Nos Estados Unidos, uma tecnologia muito utilizada nos
tribunais para o julgamento dos casos são os algoritmos. A proposta dessa
técnica é utilizar dados e fazer cálculos para dar sentenças mais adequadas aos
réus e, com isso, dinamizar o sistema de justiça, tirando a carga dos juízes.
Porém, o que realmente acontece é que esses sistemas cometem o mesmo erro dos
humanos: as penas para pessoas negras são, em sua maioria, muito mais rígidas
que as penas dadas a pessoas brancas. O algoritmo tornou-se racista porque foi
alimentado com dados de uma sociedade preconceituosa. A inovação tecnológica,
que devia representar o avanço, carrega um atraso e um anacronismo porque quem
a fez poderia até ser um bom matemático, mas era um péssimo cientista social.
Se esse programador tivesse estudado a metodologia que
Descartes criou em sua obra Discurso do método, ele saberia que, antes de
inserir os dados no sistema, deveria livrar-se de todos os seus costumes de sua
sociedade (que é racista) a fim de fazer uso adequado de sua razão.
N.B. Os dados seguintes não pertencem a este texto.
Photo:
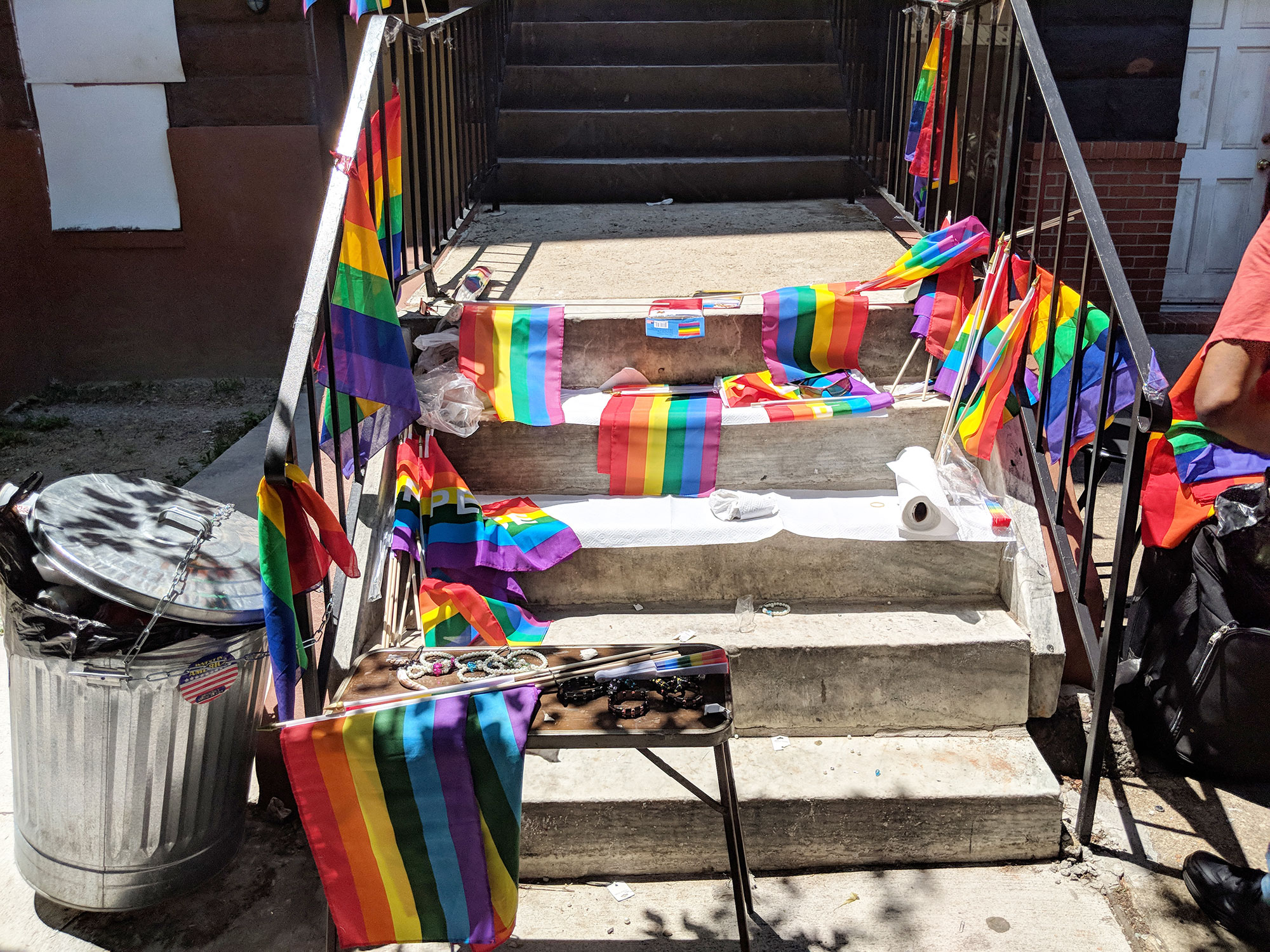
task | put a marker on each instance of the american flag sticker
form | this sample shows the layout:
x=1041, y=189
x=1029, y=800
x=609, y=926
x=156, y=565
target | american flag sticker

Em seguida,
ele teria de duvidar, ou seja, fazer perguntas inteligentes, como “por que a
população negra é mais encarcerada que a branca? ”. Uma hipótese poderia ser
que a polícia tende a revistar essas pessoas muito mais, ou que a justiça
estadunidense privilegia um tipo de cidadão. A partir dessas repostas, essa
pessoa iria chegar à conclusão de que a sociedade é racista, portanto, os dados
precisariam ser analisados antes de serem incluídos no sistema da máquina, para
que os avanços conquistados ficassem firmados em bases sólidas e não em terrenos
sem firmeza.
Se o programador preferisse outra perspectiva, ele poderia
valer-se do método que Bacon criou na obra Novum Organum. O primeiro passo
seria reunir informações particulares da sociedade, como, por exemplo, que pessoas
negras, mesmo qualificadas, são menos contratadas que pessoas brancas e que as
mulheres negras têm maiores índices de mortalidade no parto porque os médicos
as tratam com mais desleixo. A partir dessas descobertas e a análise da relação
entre elas, iria emergir a generalização de que a sociedade é racista, e, por
consequência, seu sistema de justiça é também. Alguns obstáculos, porém,
poderiam aparecer no caminho dessa investigação e Bacon chamou-os de ídolos. Existem
quatro tipos de ídolos, porém, usarei de exemplo o da caverna. Esse ídolo é
particular de cada ser humano e está relacionado com o hábito que temos de nos
ilharmos em nossas vivências e perspectivas e nos esquecermos do resto do
mundo. Um exemplo claro é a pessoa branca privilegiada que, por não viver a
realidade do racismo, acaba negando a sua existência. Isso é, inclusive, uma
falta de empatia, que infelizmente está muito presente na sociedade
capitalista.
Portanto, com o uso de ambos os métodos (que, a propósito,
existem desde o século XIX), a conclusão da análise é a mesma: o racismo é
estrutural na sociedade e continua sendo perpetuado por diversas instituições,
como a polícia e os tribunais. Se, no caso do exemplo citado, esse programador
tivesse dado alguma atenção para a questão social e feito uma dessas pesquisas,
os efeitos do racismo no sistema penal estadunidense teriam sido atenuados, e
não perpetuados, modificando a situação injusta vigente até o momento, o que, afinal, é o objetivo da ciência.